Proceedings of the National Academy of Sciences ◽

10.1073/pnas.2105252118 ◽

2021 ◽

Vol 118 (42) ◽

pp. e2105252118

Author(s):

Christoph Hauert ◽

Michael Doebeli

Keyword(s):

Spatial Structure ◽

Adaptive Dynamics ◽

Social Dilemmas ◽

Finite Size ◽

Structured Populations ◽

Pair Approximation ◽

Evolutionary Diversification ◽

Invasion Fitness ◽

Population Structures ◽

Mixed Populations

Cooperative investments in social dilemmas can spontaneously diversify into stably coexisting high and low contributors in well-mixed populations. Here we extend the analysis to emerging diversity in (spatially) structured populations. Using pair approximation, we derive analytical expressions for the invasion fitness of rare mutants in structured populations, which then yields a spatial adaptive dynamics framework. This allows us to predict changes arising from population structures in terms of existence and location of singular strategies, as well as their convergence and evolutionary stability as compared to well-mixed populations.
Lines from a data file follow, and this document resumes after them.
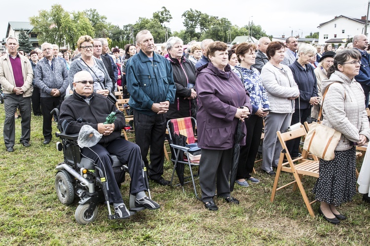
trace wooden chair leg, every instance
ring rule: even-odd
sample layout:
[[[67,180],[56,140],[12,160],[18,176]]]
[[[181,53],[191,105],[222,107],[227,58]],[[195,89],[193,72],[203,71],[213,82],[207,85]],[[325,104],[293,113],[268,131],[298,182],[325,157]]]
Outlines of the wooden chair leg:
[[[310,213],[311,216],[313,218],[315,217],[315,213],[313,212],[312,207],[311,206],[310,201],[308,201],[308,198],[307,197],[307,194],[306,194],[306,192],[304,191],[303,186],[302,185],[302,182],[301,182],[300,180],[301,177],[299,177],[300,175],[298,175],[298,174],[297,174],[296,173],[294,173],[293,175],[294,175],[294,177],[296,178],[296,183],[298,186],[298,187],[299,188],[300,193],[302,194],[302,197],[303,197],[303,201],[304,201],[304,203],[306,205],[307,209],[307,210],[308,210],[308,212]]]
[[[271,193],[271,198],[270,201],[272,203],[273,202],[274,199],[275,199],[275,195],[276,193],[276,189],[277,189],[278,181],[279,181],[279,177],[280,176],[280,173],[281,172],[282,164],[283,163],[283,160],[284,157],[284,153],[280,153],[280,158],[279,159],[279,165],[276,169],[276,174],[275,175],[275,181],[274,181],[274,185],[272,186],[272,191]]]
Based on spatial adaptive dynamics and extensive individual-based simulations, we find that spatial structure has significant and varied impacts on evolutionary diversification in continuous social dilemmas. More specifically, spatial adaptive dynamics suggests that spontaneous diversification through evolutionary branching is suppressed, but simulations show that spatial dimensions offer new modes of diversification that are driven by an interplay of finite-size mutations and population structures. Even though spatial adaptive dynamics is unable to capture these new modes, they can still be understood based on an invasion analysis. In particular, population structures alter invasion fitness and can open up new regions in trait space where mutants can invade, but that may not be accessible to small mutational steps. Instead, stochastically appearing larger mutations or sequences of smaller mutations in a particular direction are required to bridge regions of unfavorable traits. The net effect is that spatial structure tends to promote diversification, especially when selection is strong.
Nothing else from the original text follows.